Pope John Paul II wrote an encyclical at the beginning of the new millennium under that very title “The Beginning of the New Millennium”. He has a lovely piece towards the end of that letter under the heading “the Spirituality of Communion” where he speaks of trying to see the face of God in each person we meet. He then goes on to speak of the Christian approach to the gifts that I possess suggesting that for Christians the gifts that I have are not just gifts for me, they are also gifts for you and the gifts that you have are not just gifts for you but also gifts for me. Within your marriage the gifts that you possess are not just gifts for you but also for your partner. You go further in ACCORD in that the gifts which you have as a married person are not just for you and your partner – they are also gifts to be shared with other married couples.
This year’s conference takes place against a background of very serious worry about the state of our economy. The present crisis is placing considerable pressure on so many individuals and families. I have in mind those who have lost or carry the worry of possible loss of jobs. I have in mind young couples who are burdened by heavy mortgages or couples who see little hope of being able to provide themselves with an adequate home. I have in mind some of you here this evening who carry worries about your own economic wellbeing. These pressures and worries will inevitably cause added stress to many marriage relationships. Indeed some of you may yourselves be subject to such pressures and worries right now in your own married relationship.
I am not about to offer any simplistic solutions to our present difficulties. I do want to say however that the spirit of voluntarism which is at the heart of ACCORD, that spirit of giving freely without expectation of recompense is a real countersign to the sometimes selfish and aggressive individualism which has characterised much of our economic activity of recent years. And when I say that I am not indulging in the present national pastime of “who can we blame”. Let’s not rush off to get a place on the currently overcrowded high moral ground before we ask which of us didn’t indulge a little in the mad rush to ensure that we too got out share of the fruits of the Celtic Tiger.
There is I believe a gradually growing consensus that all of us must be generous in our response to the need to share the pain of rebuilding our economy.
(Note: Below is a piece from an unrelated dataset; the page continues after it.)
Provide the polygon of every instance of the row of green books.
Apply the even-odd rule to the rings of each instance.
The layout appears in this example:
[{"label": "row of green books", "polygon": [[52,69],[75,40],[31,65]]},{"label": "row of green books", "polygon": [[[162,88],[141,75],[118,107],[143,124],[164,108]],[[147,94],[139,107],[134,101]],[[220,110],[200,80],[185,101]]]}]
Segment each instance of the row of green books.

That generosity which inspires the voluntarism of you the members of ACCORD and indeed the tens of thousand of other volunteers across the country is both a challenge and an example to all our people at this time. Voluntarism is about the practice of giving freely of your skills, your time and your energy for the benefit of others and without expectation of recompense. It is about generosity of mind and heart, it is ultimately about love of neighbour and particularly the neighbour in need. Voluntarism is at the heart of the Gospel message.
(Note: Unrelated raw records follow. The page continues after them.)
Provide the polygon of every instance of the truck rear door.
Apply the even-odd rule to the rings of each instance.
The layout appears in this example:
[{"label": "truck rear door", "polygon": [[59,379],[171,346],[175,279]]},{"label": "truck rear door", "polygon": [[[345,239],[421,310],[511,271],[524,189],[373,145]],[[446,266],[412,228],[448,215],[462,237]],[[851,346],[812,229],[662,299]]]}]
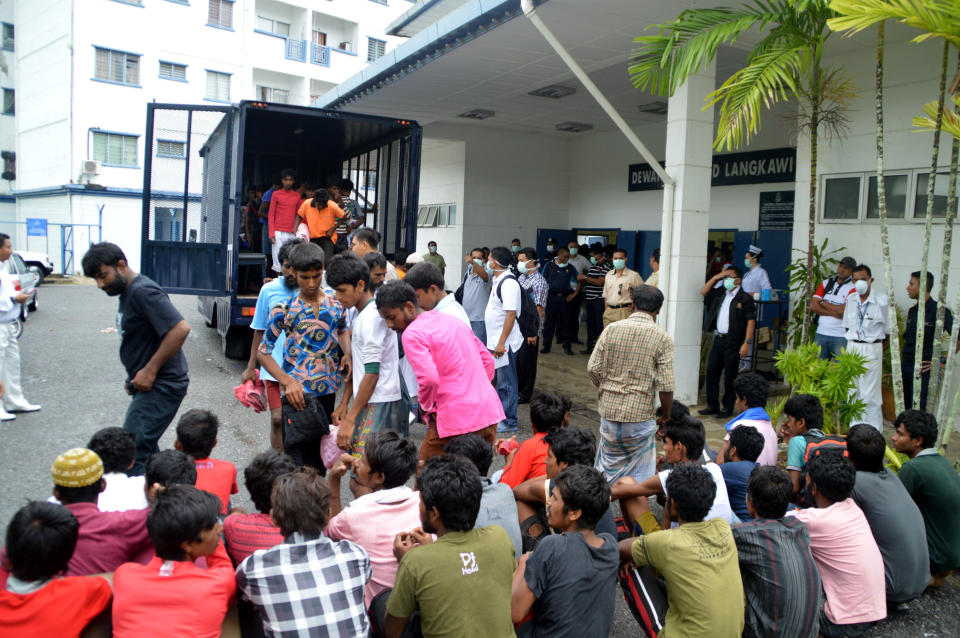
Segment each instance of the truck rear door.
[{"label": "truck rear door", "polygon": [[232,106],[147,105],[140,270],[167,292],[230,289],[234,114]]}]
In recent years ACCORD accepted, and I believe wisely accepted, the need for some degree of payment for those who were able to give extra time to meet the growing demands for our services. Nonetheless voluntarism remains at the heart of ACCORD and I deliberately speak of its being at the heart of ACCORD because ACCORD is about heart, it is about caring for those whom we are privileged to serve. May the generous spirit of voluntarism continue to be at the heart of ACCORD.